KMeans DTW: Inertia increases with more clusters

tslearn-team / tslearn

The machine learning toolkit for time series analysis in Python

https://tslearn.readthedocs.io

BSD 2-Clause "Simplified" License

2.88k stars 336 forks source link

KMeans DTW: Inertia increases with more clusters #306

Open WhiteLin3s opened 3 years ago

WhiteLin3s commented 3 years ago

Hey there,

I've got the following problem: I'm trying to identify the optimal number of clusters for my data. Therefore I run the KMeans (DTW) algorithm with different values for "n_clusters", while not changing any other parameter or my data.

I focus on the inertia value and use the "elbow method" to identify the optimal number of clusters. I would expect inertia to decrease every time, when I increase "n_clusters" ceteris paribus. But at some steps, inertia seems to increase even though I use more clusters. I already tried playing around with the paramters, like setting a random seed, varying the initialization of the clusters etc. But I can't manage to get a strictly decreasing inertia value.

Is there an explanation for this behaviour? Does it have sth. to do with the DTW method and Barycenter Clustering? I'm new to time series clustering and would appreciate any help, since I use this package for my ongoing thesis.

Thanks in advance & Greetings!

rtavenar commented 3 years ago

Hi @WhiteLin3s and thanks for your question,

One possible explanation is related to initialization: the methods involved are known to converge to local minima, hence it is possible that this causes the non-decreasing behaviour you observe. To alleviate this, you could probably define the initial barycenters for n_clusters=k+ as the final ones from n_clusters=k plus one randomly positionned centroid: in this case, you should always observe that a larger number of cluster decreases the kmeans cost.

Best regards, Romain

WhiteLin3s commented 3 years ago

Hey @rtavenar,

thank you very much for the clear explanation and suggestion how to fix the problem.
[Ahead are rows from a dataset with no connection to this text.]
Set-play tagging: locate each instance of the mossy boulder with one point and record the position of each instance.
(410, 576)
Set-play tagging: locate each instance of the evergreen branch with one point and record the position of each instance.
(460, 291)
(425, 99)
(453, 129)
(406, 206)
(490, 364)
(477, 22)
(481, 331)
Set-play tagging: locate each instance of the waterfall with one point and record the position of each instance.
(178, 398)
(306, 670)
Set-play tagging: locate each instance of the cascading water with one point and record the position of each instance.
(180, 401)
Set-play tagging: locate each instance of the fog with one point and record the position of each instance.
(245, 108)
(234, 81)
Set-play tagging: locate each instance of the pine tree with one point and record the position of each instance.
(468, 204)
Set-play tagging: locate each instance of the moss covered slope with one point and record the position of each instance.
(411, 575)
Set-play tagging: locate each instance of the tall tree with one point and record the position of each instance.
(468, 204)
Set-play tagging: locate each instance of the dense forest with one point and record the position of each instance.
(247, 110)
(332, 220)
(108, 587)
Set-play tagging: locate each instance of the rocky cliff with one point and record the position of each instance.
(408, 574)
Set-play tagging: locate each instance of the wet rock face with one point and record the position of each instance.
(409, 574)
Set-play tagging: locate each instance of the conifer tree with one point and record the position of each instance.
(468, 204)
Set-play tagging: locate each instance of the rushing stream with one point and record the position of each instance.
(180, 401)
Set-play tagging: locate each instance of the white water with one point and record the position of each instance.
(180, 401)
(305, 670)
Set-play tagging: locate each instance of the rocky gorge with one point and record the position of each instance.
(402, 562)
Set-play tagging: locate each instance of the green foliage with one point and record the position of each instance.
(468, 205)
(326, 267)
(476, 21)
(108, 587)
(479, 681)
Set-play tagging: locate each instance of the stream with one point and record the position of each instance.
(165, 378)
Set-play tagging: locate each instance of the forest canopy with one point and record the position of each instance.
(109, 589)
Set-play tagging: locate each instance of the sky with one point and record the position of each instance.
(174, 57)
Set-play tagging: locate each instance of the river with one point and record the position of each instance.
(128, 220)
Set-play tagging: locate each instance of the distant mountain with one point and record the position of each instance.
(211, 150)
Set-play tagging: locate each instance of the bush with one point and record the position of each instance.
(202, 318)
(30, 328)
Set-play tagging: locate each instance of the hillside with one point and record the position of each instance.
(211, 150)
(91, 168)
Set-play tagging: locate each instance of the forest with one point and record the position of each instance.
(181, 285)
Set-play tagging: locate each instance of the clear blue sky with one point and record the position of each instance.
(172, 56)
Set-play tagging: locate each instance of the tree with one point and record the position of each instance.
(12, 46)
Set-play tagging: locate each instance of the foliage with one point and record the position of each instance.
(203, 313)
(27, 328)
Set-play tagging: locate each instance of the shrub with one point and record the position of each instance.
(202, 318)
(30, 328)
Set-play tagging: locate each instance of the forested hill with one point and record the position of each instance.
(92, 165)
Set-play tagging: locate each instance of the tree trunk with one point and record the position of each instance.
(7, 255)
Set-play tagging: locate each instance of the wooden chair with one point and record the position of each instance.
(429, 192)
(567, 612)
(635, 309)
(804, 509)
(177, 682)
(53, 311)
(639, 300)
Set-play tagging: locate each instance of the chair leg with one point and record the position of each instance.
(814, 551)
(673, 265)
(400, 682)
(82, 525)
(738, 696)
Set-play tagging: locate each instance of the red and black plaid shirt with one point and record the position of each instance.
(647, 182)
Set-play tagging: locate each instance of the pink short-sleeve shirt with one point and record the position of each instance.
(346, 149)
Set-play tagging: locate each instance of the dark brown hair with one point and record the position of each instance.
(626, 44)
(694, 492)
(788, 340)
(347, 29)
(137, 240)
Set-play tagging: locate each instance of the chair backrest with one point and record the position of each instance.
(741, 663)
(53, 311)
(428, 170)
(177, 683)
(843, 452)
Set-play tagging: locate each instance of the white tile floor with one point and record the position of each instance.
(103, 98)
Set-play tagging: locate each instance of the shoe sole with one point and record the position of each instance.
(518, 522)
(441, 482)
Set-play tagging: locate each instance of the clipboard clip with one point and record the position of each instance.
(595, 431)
Sounds like this should work, will definitely try it out later!

Best regards

tatianameleshko commented 3 years ago

Having the same issue, can you please provide code example how to initialize barycenters for n_clusters=k+ as the final ones from n_clusters=k plus one randomly positionned centroid? Should we use "init" parameter with "clustercenters " attribute? Thank you

rtavenar commented 3 years ago

I would do something like this:

from tslearn.clustering import TimeSeriesKMeans
from tslearn.datasets import CachedDatasets
from tslearn.utils import to_time_series_dataset
import numpy

X = CachedDatasets().load_dataset("Trace")[0]

models = []
km = TimeSeriesKMeans(n_clusters=2, metric="dtw", max_iter=10)
km.fit(X)
models.append(km)

for k in range(3, 6):
    idx_new_center = numpy.random.choice(X.shape[0])
    barycenters_init = numpy.vstack((models[-1].cluster_centers_, X[numpy.newaxis, idx_new_center]))
    km = TimeSeriesKMeans(n_clusters=k, metric="dtw", max_iter=10, init=barycenters_init)
    km.fit(X)
    models.append(km)

for km in models:
    print(km.inertia_)

tatianameleshko commented 3 years ago

Thank you! It works with "dtw", for "softdtw" - still seeing increasing trend, but its fine for me - just switched to "dtw".

zhouchengcom commented 3 years ago

Is there a code example for identify the optimal number of clusters ？thinks @tatianameleshko

GillesVandewiele commented 3 years ago

You can use this but replace the sklearn KMeans & silhouette score by those of tslearn.

https://scikit-learn.org/stable/auto_examples/cluster/plot_kmeans_silhouette_analysis.html#sphx-glr-auto-examples-cluster-plot-kmeans-silhouette-analysis-py

Basically: try different k's and measure the silhouette_score. Take the best one.